There were soft sloshing sounds; water lapped the edge of the pool. Tess looked up to see that Verd was sitting up now, one arm propping him in place while the other drifted loose in the water beside him.
"Two years ago, he said?"
Matter-of-fact. No overt displays of sympathy, no attempt to hug her or offer false comfort. His calmness made it easier to recover her own composure.
"Yes. He was sick for a while, but he got better, and we thought ... except then it started getting worse again. We were in Greece until just recently, hoping the oreiads could help, but they wouldn't even talk to me." She stopped and took another breath. That was a pain she couldn't touch right now, not on top of the fresh rawness of her fear for David. "And he'd burned bridges with the Hunters. Coming to you was all that we could think of."
"Faith?" Verd said, his voice wry.
"Desperation."
"Mmm. Sometimes the two are much the same."
"I didn't come here to play games." Her voice cracked. "If you ever loved David, if you still feel anything at all for him—he's dying, Verd."
"I know." His voice was unexpectedly gentle. "Come here."
She frowned at him, sitting in the water as he was. "What?"
"Come here." He swished a hand through the water. "Swim with me."
"We don't have time for—"
"When you're in the water, I will know you. Let me know you, mate of David Monaghan."
It was a small thing, in exchange for David's life. She couldn't exactly turn him down. Except— "In case you've forgotten, you might be able to survive swimming in nearly boiling water, but I can't."
"It won't be." Verd swirled his fingers in the water, turning his hands in a graceful loop underwater. "This is my place; the waters do what I want. Come in."
Tess leaned down and cautiously brushed the water's surface with her fingertips, then dipped her hand. He was right; it felt like pleasantly hot bathwater. She could feel the cooler currents he was stirring; occasional searing heat rippled painfully across her knuckles.
Putting herself in the water placed her entirely at his mercy. He could roast her alive with a stray thought.
You were the one who insisted on coming here. Isn't David's life worth some risk?

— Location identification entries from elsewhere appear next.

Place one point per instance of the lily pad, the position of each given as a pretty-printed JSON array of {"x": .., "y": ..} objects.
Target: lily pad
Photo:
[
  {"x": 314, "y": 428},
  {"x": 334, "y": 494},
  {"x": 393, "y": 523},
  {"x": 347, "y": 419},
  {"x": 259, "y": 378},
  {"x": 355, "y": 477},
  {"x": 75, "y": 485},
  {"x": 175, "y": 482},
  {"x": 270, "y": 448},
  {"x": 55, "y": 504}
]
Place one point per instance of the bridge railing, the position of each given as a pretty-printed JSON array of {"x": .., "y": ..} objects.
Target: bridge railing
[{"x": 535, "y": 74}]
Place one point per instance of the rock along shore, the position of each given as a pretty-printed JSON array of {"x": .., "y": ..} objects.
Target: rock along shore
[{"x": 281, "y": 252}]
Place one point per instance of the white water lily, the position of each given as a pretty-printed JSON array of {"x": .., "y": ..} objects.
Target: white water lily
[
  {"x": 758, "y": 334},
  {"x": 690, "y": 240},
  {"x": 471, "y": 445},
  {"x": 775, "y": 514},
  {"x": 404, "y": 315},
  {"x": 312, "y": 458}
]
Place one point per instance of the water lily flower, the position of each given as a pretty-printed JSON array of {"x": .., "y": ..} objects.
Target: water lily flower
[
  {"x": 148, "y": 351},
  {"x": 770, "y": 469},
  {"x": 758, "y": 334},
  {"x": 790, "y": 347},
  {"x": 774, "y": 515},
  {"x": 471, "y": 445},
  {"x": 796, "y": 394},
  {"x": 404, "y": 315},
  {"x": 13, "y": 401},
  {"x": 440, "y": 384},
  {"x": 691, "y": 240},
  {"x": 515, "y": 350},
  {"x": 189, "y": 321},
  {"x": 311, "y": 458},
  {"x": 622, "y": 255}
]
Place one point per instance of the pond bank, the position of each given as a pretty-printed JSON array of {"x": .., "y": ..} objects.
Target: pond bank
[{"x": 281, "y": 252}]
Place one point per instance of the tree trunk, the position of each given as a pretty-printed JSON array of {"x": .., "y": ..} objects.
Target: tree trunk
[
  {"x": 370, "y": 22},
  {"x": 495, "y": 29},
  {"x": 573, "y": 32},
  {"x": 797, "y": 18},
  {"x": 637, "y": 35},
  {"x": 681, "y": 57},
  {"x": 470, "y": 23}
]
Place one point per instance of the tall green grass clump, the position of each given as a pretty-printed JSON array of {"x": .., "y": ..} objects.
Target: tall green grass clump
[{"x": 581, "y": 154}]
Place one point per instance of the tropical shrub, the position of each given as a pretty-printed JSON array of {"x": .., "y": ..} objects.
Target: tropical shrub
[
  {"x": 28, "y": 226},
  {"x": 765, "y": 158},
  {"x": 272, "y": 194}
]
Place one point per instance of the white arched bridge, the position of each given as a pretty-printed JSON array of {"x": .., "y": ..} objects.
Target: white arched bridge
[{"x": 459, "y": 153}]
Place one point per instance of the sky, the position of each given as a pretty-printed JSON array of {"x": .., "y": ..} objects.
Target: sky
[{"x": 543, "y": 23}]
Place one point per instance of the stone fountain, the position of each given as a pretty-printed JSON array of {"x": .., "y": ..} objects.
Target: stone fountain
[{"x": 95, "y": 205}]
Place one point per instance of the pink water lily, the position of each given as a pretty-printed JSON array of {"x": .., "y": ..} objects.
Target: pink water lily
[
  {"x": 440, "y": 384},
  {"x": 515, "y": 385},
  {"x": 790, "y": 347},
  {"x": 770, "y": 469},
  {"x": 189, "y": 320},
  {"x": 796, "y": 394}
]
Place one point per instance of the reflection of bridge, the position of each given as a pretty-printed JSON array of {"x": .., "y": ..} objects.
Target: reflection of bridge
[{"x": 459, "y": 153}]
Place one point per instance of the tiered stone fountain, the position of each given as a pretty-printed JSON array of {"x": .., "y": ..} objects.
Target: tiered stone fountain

And there was more risk in backing down, anyway. She didn't know a lot about dragons, other than their mutual enmity with her kind, but one thing she'd learned from years of fighting supernatural predators with David: you must show them strength, not weakness. This was a challenge. By meeting it, she might earn Verd's respect—which, she realized, she wanted very much, and not just for David's sake. Back down ... and she might leave the cave alive, if he was feeling charitable.
But two could play that game. She was not totally helpless, even here on the lands of a dragon.
She stepped barefoot off the rock, and began to strip. She shimmied out of her jeans, folded them neatly, and followed them with her shirt. Looking up as she undid her bra, she saw that Verd's eyes were fastened on her in surprise and ... was that a veiled hint of appreciation? She hadn't been sure whether he enjoyed the sight of female bodies as well as male ones. Now she knew.
She unfastened the bra, stepped out of her panties, and folded both atop her pile of clothes. Naked as the day she was pulled from the roots of her parent tree, she stepped into the water.
It was painfully hot at first, stinging her feet and ankles, but like stepping into a hot bath, she acclimated quickly. She waded in to her knees, then to her thighs. The water lapped up her skin, climbing towards her sensitive places.
In the water, I will know you. How much did he know?
On her home mountain, she and her fellow oreiads could sense the tread of every hiker and goat-herd who climbed those peaks. Could Verd feel these waters caressing her thighs, stroking the backs of her knees, rising ever higher on the soft skin of the insides of her legs?
From his slight smile, she thought he could.
Well, if this was a challenge, so be it—she would give him something to feel.
She let herself fall and the hot water caught her, swallowed her, turning the world to deep blue-green silence. It was deeper than she'd thought. She kicked forward; her fingers brushed rock that was slick with algae, and she twisted around in the water's embrace. She didn't swim often, preferring the feeling of her feet on the ground to the uncertainty of the water's uneasy grip, but she had forgotten how light and graceful it felt to be fully submerged in water. There wasn't normally much grace to her; she was a creature of the rocks, solid and sturdy, not delicate. Underwater, she spun like a dancer and then splashed to the surface.
Verd had drifted deeper into the pool, watching her. He was smiling—a real smile, not that sideways sardonic quirk of his lips. "You are brave," he said.